Claims: Average Survey respondents feel they are TC more than RP because they have less funding needs than RP (and is "new").
Example: Open Phil is an average survey respondent (I presume). Open Phil has funding. Open Phil does not seem to feel TC in GR though.
It looks like the example does not satisfy the claim. So now I don't really know what you are talking about. I don't have one example of an org and a position that is skill-constrained in research in GPR. I keep hearing you saying that "research is the biggest need right now" (key-ideas post) but when I look in Open Phil it doesn't seem to be so. They are unable to absorb more researchers. So what exactly are you talking about?
You might wonder why I am quoting the same Open Phil example like a parrot. That is because that is one of the few hiring rounds available. And trying to ask companies like FHI or Open Phil etc., for more info on this or dollars moved by researcher or about replaceability does not seem to produce results unfortunately.

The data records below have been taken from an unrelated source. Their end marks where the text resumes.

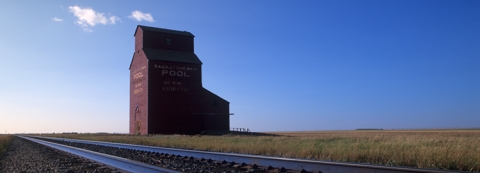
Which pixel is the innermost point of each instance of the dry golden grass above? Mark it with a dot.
(4, 141)
(438, 149)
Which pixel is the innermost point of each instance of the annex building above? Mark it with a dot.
(166, 92)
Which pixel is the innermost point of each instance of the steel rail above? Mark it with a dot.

The definition for TC is that an org is unable to find "skilled people" despite hiring actively. I agree that number of people applied is not a measure for TC. But the number of people in the last round (after 4 other rounds) seems to suggest something regarding if orgs are able to find skilled people or not. Even if that is not the case --> When you look at what Open Phil says, I can't imagine that they are TC in GR based on the numbers of people who they thought had good resumes. In fact it seems like a bad idea to push for research at Open Phil (GPR) in GR considering replaceability atleast. And the more I talk to people like Peter Hurford (about replaceability) the more I feel like there is less point in being a GR.

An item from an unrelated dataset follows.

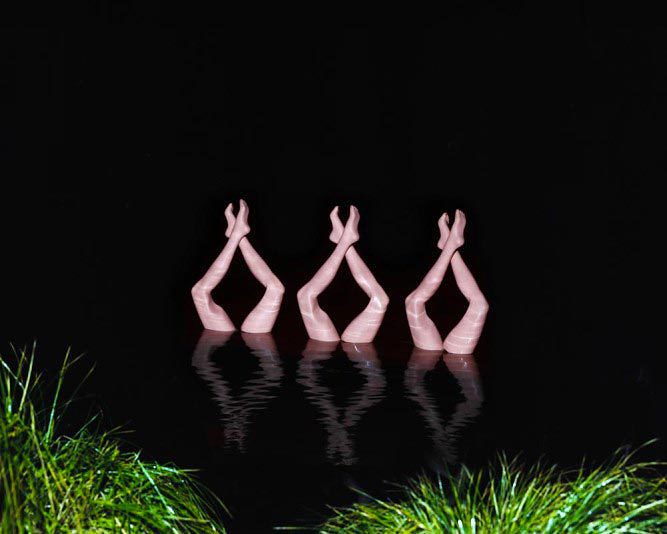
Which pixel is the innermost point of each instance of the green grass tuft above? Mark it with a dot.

About "successful applicants might have been still much better" (due to the potential log-normal distribution of candidates ability), I would also like one example for a case where this is true. I don't think that is the case with Open Phil in GR based on their hiring round.
Aaron also raised this point as well. Yes that is definitely a possibility that people would still be hired but the organization would continue to be TC. Seems like a reasonable hypothesis but still needs evidence (one example at least) to support it I think. Nevertheless, I don't think that is the case with Open Phil in GR based on their hiring round.

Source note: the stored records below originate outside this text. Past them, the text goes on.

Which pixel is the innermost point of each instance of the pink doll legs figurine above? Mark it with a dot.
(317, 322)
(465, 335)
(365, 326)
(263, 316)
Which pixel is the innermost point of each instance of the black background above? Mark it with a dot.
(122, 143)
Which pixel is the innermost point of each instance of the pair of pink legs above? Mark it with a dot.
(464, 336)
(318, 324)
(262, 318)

AI policy careers in the US seems to match the definition of TC. "80,000 Hours has attended, speakers have lamented the government’s lack of expertise on AI, and noted the substantial demand for such expertise within government. For example, DoD’s new Joint AI Center alone is apparently looking to hire up to 200 people.". I didn't know this before. This is so clear for me now, that I have an example for what you mean with "significant number of people". I wish the same was available for other top problem areas.
Thanks for this.
Thank you very much for taking the time to respond. I very much appreciate it. I would really appreciate more evidence displayed for claims and less generalization with 80khours blogs.
P.S
If you already know many opportunities are high-impact, I expect that you have looked at the value contributed by several people, and factored things like replaceability etc., before you came to a decision. Why not just publish it? Asking companies doesn't seem practical and no one seems to be giving out such information. One author even suggested that only if I am writing an academic paper he would be able to help otherwise he didn't find time for it.